It was recently announced that David Ayer (Bright, Suicide Squad) was in negotiations for a remake of the 1967 classic film The Dirty Dozen. The original flick was itself based on E.M. Nathanson‘s 1965 bestseller inspired by real-life World War II demolition teams who ventured into enemy territories. It centered on a group of lowlife prisoners who were turned into Army commandos only to embark on what was certain to be a suicide mission. If you’re making the connection between The Dirty Dozen and Suicide Squad, congratulations, we’re on the same page. And it seems Ayer has modern franchise plans in store for the OG (i.e. non-DC) Skwad as well.
In a chat with our own Christina Radish for Ayer’s upcoming Fox drama TV series Deputy, he teased his approach for the remake of The Dirty Dozen. First up, he confirmed that it will indeed be a modern take on the material, freeing him up from the well-trod ground that is WWII. More interestingly in this modern era, however, is that Ayer sees the remake as the first in a potential franchise.
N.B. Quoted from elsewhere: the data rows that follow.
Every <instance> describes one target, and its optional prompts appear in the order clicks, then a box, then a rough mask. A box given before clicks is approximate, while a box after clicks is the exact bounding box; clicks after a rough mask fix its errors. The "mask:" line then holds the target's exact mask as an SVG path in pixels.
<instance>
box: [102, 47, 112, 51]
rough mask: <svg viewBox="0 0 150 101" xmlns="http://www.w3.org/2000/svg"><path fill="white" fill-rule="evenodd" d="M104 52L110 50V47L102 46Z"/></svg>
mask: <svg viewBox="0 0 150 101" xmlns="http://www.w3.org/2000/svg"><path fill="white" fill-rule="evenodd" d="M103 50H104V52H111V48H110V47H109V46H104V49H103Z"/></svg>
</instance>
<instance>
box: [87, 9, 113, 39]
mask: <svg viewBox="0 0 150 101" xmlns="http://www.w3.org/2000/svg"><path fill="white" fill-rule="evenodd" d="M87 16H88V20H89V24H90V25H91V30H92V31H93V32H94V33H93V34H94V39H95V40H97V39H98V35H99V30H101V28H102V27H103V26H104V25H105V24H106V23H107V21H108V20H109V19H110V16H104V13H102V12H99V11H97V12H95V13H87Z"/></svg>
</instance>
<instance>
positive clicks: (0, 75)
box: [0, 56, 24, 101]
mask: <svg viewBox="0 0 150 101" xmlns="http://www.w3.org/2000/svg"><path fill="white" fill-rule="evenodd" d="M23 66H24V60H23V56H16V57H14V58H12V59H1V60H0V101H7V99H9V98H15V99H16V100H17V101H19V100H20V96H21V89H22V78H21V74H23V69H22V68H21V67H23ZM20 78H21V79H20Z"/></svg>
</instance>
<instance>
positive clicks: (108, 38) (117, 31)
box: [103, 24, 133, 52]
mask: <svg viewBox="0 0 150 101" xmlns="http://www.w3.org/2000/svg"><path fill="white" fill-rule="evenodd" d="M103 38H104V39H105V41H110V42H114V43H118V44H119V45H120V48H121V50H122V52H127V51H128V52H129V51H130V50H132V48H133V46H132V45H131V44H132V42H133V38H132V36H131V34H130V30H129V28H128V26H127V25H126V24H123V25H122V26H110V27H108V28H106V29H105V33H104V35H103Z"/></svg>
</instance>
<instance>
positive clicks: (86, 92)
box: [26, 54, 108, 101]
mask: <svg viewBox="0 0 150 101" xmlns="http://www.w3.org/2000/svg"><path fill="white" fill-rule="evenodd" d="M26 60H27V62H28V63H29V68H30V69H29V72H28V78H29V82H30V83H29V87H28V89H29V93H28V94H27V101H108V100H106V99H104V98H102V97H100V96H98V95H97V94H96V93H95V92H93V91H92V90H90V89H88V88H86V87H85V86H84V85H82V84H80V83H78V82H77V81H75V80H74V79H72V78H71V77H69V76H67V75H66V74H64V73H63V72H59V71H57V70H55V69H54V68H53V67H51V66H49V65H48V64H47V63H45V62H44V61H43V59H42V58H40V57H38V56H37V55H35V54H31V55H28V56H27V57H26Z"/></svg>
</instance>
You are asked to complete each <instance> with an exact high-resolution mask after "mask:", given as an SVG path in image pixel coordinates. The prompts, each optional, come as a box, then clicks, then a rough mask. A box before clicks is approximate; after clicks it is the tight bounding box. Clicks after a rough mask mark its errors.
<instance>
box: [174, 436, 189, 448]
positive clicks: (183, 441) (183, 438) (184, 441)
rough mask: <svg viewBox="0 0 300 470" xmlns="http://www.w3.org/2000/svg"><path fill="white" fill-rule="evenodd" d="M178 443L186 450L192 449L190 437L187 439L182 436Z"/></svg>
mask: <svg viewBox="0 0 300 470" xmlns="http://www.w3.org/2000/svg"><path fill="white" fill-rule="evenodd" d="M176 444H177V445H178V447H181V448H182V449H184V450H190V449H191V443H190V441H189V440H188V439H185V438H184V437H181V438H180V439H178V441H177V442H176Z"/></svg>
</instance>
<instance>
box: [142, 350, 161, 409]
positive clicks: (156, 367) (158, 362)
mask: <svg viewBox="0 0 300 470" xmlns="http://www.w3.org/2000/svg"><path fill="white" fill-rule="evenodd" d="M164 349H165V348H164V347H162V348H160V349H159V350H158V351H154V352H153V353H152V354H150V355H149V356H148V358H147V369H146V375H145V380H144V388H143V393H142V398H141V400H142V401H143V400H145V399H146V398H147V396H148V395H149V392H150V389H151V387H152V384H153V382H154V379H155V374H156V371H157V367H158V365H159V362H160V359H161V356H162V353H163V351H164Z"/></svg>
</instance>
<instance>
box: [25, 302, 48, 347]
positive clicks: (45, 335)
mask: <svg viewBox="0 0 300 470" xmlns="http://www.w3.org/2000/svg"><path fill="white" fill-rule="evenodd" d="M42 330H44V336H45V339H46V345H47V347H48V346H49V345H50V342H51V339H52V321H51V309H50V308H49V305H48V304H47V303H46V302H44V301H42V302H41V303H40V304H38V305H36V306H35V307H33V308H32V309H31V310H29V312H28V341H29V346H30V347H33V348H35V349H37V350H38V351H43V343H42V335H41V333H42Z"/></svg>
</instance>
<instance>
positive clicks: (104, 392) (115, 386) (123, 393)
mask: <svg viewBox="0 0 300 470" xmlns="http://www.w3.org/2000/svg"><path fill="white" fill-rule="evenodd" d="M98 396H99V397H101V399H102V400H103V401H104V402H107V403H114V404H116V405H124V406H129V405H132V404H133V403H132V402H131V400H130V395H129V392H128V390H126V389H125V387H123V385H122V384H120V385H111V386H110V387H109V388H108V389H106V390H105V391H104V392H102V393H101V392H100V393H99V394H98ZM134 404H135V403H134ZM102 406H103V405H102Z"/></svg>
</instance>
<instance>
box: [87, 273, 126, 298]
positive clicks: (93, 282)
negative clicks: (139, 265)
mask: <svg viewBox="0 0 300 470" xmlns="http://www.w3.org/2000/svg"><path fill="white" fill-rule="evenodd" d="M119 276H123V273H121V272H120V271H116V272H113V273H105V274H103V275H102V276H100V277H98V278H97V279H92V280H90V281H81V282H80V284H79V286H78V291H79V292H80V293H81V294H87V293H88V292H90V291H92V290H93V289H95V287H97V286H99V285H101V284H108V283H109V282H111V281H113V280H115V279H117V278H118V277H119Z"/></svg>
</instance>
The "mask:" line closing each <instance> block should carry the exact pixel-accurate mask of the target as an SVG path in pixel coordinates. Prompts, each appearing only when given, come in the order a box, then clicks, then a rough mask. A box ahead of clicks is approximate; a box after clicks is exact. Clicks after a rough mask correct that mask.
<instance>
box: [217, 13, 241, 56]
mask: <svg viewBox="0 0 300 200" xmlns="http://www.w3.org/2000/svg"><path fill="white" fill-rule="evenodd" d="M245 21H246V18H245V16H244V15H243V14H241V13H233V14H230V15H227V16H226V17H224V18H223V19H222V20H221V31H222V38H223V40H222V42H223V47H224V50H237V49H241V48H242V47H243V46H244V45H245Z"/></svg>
Here’s what he had to say:
You’re also writing and directing a contemporary take on The Dirty Dozen. How are you planning to approach that?
AYER: I think it’s just an opportunity for a great ensemble action franchise. I’ll have a really solid lead character, and I see it in the vein of the Mission: Impossible movies, or the Fast and Furious franchise, for which I wrote the first one. It’s like anything, you build an amazing family of characters, and then you watch them bounce off of each other and drive each other crazy.
Is it scary to take something like that and put it in present day, or does it feel like more open and exciting to do that?
AYER: I think it’s more open and exciting. For me, World War II is the Holy War. To do a more fun, comedic version of that war, I don’t think I could pull that off. But absolutely, I can do that present day, and have that fun and anarchy and wildness, and have modern characters with incredible diversity and real voices.